235 – Tutto diventa segno del nostro destino se guardiamo le cose vedendo il rapporto con Gesù, vivendo il rapporto con la Presenza. Se il destino è Presenza, vivendo il rapporto con questa Presenza tutte le cose diventano un segno di essa. Se viviamo il rapporto con la presenza di Gesù, tutte le cose diventano segno.

Segno di che? Segno del destino che sta per venire; ma quel destino che sta per venire è già lì … segno di Colui che è già lì.

Destino e Presenza, è la stessa cosa.

Dio incarnato cosa vuol dire?

Destino fatto Presenza

247 – Dio risponde in modo preciso: Cristo. Un uomo nato da una donna ebrea in quel buco – che quando si va in Palestina è il momento più commovente di tutto il pellegrinaggio – dove c’è scritto nel bronzo: Verbum caro hic factum est, il Verbo si è fatto carne qui. È una risposta. Perché Dio si può conoscere soltanto se si rivela.

356 – (Domanda) «Lei diceva che il primo oggetto della carità, dell’amore, della commozione dell’uomo si chiamaDio fatto carne per lui“; ed è perché c’è questo Cristo che non c’è più alcun uomo che non mi interessa. Vorrei capire un po’ meglio cosa vuol dire che il primo oggetto della carità è Cristo.» Se la Bellezza con la B maiuscola, la fonte di ogni bellezza, diventasse uomo, ma quale uomo sarebbe degno di attenzione che spalancasse il nostro stupore attivamente fino al desiderio di consacrargli la vita, che tutta la vita sia per Lui, più di un uomo di questo genere?


Maternità di Dio

334 – Ciò che qualifica la dedizione con cui il Mistero – ciò che qualifica la dedizione del Mistero a noi, la dedizione con cui il Mistero crea il mondo e perdona la meschinità dell’uomo – e lo perdona abbracciandolo; meschino, schifoso, lo abbraccia – è un’emozione; è una commozione, ha dentro una commozione.

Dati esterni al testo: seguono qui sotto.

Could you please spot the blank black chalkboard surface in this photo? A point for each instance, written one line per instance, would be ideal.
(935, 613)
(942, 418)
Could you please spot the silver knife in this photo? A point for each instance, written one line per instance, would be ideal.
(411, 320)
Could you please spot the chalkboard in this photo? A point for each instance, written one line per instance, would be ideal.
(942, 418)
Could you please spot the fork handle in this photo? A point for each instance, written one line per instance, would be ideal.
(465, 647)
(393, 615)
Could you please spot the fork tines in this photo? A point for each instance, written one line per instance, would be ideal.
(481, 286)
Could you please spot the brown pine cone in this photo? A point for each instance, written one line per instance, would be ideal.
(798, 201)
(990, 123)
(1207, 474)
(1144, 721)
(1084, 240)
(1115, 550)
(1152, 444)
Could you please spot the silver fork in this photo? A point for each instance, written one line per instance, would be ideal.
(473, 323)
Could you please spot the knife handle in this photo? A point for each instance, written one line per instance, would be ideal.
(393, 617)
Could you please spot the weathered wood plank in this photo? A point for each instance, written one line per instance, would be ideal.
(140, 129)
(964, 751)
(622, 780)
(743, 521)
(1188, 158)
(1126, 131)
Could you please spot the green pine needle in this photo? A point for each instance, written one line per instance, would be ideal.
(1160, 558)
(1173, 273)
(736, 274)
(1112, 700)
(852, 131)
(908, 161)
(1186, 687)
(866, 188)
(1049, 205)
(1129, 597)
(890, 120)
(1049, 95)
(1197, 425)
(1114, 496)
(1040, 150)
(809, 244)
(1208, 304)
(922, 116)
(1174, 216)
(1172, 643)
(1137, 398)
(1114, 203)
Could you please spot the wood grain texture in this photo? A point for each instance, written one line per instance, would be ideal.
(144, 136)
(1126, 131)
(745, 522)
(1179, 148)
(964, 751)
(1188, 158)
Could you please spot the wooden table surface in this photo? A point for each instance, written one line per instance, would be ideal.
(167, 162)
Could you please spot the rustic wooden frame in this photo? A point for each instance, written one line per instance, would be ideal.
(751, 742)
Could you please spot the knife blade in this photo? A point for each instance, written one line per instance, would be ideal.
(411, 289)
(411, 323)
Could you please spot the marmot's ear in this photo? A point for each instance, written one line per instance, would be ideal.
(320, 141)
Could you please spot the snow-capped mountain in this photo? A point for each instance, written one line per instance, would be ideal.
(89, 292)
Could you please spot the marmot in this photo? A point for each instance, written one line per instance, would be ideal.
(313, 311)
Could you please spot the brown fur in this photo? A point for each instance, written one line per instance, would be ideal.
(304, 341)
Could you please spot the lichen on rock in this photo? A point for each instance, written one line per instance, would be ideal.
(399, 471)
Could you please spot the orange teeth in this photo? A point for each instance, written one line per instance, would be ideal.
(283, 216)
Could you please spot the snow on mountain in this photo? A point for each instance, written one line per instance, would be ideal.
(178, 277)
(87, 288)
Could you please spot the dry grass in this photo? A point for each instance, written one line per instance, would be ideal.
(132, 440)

È proprio questo che esalta la maternità di Dio, l‘aspetto materno di Dio, l’aspetto femminile di Dio.

337 – La commozione per la nostra vita destinata […] Dio l’ha vissuta fino alla morte, per una commozione di madre.


Pazienza di Dio

115 – Dio ha pazienza per provare la libertà di ognuno di voi.


Rapporto con Dio

159 – Se uno pretendesse di avere un rapporto con il mistero di Dio a prescindere dalla compagnia, e specialmente a prescindere da un’autorità che la guidi, si illude, è un’illusione.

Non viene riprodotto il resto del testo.